Workers are pretty happy with their own health plan, but when the story turns to the overall health care system, feelings change.
According to a survey by the nonpartisan Employee Benefit Research Institute and Greenwald & Associates, about half (51 percent) of those with coverage say they are “extremely” or “very satisfied.” Another 37 percent said they’re “somewhat satisfied” with their health plan, while 10 percent said they aren’t too (8 percent) or not at all (2 percent) satisfied.
But satisfaction among workers drops for the health care system as a whole.
Just 12 percent describe America’s health care system as “very good,” while 2 percent say it’s “excellent.” The majority of workers describe it as poor (21 percent) or fair (34 percent), while 31 percent consider it “good.”
The primary reason for dissatisfaction with the health care system? Cost.

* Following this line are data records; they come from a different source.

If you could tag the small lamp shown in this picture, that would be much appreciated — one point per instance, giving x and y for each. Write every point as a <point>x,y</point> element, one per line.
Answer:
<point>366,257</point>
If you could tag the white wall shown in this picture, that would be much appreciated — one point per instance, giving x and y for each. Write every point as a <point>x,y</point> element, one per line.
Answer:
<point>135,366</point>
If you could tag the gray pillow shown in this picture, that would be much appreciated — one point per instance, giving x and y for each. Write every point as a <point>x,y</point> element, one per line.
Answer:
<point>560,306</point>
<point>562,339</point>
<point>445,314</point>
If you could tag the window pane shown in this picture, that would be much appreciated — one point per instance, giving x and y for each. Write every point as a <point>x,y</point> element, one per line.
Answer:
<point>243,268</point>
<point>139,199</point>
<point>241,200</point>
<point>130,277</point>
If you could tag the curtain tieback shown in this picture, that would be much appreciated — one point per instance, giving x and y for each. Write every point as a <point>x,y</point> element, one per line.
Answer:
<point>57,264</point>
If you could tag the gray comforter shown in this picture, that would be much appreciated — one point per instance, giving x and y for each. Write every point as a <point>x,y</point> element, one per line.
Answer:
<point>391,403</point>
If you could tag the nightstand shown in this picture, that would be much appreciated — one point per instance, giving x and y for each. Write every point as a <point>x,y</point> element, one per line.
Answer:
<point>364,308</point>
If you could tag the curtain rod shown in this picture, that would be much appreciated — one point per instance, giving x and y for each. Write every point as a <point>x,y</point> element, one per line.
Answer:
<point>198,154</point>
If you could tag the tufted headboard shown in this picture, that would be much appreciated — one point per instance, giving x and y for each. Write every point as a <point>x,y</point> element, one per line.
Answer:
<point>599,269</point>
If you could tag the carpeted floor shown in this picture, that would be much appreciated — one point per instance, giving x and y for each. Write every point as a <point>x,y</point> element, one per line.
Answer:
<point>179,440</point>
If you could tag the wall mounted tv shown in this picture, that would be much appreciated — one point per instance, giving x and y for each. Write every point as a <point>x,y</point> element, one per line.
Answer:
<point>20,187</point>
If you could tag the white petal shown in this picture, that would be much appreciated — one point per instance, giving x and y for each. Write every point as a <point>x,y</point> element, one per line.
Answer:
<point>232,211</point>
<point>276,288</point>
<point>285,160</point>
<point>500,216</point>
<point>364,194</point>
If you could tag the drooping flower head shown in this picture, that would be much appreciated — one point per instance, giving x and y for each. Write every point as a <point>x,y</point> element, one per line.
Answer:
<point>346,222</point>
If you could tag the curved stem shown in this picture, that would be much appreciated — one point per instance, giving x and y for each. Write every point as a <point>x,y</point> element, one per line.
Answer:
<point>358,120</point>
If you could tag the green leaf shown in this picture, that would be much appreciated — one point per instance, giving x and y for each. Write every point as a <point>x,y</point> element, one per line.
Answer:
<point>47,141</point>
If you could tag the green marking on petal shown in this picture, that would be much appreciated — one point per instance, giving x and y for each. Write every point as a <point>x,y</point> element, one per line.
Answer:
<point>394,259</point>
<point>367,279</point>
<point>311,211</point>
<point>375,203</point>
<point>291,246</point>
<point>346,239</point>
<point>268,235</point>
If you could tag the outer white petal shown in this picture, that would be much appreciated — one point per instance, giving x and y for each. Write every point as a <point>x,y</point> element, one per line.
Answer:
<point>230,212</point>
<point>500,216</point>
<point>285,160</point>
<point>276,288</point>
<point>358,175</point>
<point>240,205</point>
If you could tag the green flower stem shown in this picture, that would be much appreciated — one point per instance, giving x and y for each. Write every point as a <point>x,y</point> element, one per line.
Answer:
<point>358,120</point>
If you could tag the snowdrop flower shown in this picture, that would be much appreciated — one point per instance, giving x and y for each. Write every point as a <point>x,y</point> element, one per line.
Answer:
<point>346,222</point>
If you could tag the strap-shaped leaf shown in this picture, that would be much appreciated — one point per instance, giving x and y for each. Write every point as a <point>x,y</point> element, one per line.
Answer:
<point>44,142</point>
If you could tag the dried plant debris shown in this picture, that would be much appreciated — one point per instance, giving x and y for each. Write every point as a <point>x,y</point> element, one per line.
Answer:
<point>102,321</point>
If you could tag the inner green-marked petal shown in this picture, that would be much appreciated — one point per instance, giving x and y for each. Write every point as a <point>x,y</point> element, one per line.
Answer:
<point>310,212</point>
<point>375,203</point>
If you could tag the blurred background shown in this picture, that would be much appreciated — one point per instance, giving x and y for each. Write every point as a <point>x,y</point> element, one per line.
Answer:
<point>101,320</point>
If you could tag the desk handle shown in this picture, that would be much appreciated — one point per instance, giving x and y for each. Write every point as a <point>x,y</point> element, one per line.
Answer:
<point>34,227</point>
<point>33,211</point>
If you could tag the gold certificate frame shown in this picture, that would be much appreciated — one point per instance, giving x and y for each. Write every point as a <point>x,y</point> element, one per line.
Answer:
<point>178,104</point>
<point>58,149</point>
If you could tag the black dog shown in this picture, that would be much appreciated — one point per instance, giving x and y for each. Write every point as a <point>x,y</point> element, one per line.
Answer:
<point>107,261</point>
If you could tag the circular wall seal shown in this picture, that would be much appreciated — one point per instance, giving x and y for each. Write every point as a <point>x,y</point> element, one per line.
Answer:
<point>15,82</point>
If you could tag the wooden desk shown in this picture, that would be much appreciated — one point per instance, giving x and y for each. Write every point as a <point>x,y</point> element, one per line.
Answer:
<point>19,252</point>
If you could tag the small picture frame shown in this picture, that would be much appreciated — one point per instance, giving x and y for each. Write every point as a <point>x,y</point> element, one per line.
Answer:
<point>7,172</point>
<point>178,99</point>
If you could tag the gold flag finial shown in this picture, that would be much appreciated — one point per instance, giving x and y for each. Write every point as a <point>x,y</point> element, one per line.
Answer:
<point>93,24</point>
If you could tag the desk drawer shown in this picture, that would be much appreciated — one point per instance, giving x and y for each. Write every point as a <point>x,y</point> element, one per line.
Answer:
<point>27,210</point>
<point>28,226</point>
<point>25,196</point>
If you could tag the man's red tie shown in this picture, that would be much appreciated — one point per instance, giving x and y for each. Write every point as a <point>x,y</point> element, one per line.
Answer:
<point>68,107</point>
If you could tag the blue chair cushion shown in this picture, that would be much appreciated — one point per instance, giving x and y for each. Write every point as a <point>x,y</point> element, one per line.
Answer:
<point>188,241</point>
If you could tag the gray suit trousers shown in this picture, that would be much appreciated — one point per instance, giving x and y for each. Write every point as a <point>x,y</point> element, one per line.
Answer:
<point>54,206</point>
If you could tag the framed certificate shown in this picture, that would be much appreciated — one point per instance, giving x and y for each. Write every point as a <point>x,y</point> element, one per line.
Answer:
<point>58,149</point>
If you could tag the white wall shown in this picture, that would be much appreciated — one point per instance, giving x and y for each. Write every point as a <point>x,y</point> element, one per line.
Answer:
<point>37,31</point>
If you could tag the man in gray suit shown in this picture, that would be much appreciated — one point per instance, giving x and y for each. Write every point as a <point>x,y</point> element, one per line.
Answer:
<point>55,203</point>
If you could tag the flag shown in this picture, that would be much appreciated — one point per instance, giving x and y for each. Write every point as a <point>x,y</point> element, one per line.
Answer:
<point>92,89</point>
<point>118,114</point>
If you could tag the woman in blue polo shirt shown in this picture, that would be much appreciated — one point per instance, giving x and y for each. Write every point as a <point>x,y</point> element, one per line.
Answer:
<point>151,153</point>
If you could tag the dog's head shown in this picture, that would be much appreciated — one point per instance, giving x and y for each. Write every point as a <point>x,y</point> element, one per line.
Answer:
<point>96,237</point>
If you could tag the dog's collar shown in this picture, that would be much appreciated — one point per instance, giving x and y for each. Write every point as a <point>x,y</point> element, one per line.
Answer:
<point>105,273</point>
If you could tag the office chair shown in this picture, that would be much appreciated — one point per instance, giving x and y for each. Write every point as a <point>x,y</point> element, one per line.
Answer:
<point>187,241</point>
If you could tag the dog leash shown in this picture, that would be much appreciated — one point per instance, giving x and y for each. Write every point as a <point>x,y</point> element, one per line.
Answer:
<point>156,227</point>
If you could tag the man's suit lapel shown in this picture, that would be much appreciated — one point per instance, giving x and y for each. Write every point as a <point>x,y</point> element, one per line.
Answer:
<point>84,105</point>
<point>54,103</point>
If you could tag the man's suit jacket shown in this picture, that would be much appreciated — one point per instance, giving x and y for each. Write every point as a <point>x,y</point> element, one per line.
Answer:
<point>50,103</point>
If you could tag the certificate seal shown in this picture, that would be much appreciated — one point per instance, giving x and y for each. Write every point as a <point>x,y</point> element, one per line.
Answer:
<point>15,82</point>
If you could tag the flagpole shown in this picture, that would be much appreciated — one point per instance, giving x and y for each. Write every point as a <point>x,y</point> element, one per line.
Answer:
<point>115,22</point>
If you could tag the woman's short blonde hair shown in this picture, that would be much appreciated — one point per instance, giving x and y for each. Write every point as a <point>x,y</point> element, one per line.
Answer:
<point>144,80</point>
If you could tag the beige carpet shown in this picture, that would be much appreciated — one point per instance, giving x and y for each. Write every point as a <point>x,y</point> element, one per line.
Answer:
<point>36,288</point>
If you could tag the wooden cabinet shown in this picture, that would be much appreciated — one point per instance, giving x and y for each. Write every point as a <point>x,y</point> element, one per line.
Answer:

Despite reports that health care spending is slowing down, health costs remain incredibly high. A report from the Kaiser Family Foundation confirmed long-held suspicions that the cost of employer-sponsored health coverage continues to rise at a faster rate than wages and inflation. Annual premiums for employer-sponsored family coverage climbed nearly 4 percent this year to top $16,000 for the first time, Kaiser found. The cost of single coverage rose almost 5 percent. Worker wages, meanwhile, climbed nearly 2 percent on average.
In fact, EBRI’s research found that about six in 10 workers with coverage report having experienced an increase in health care costs over the past year.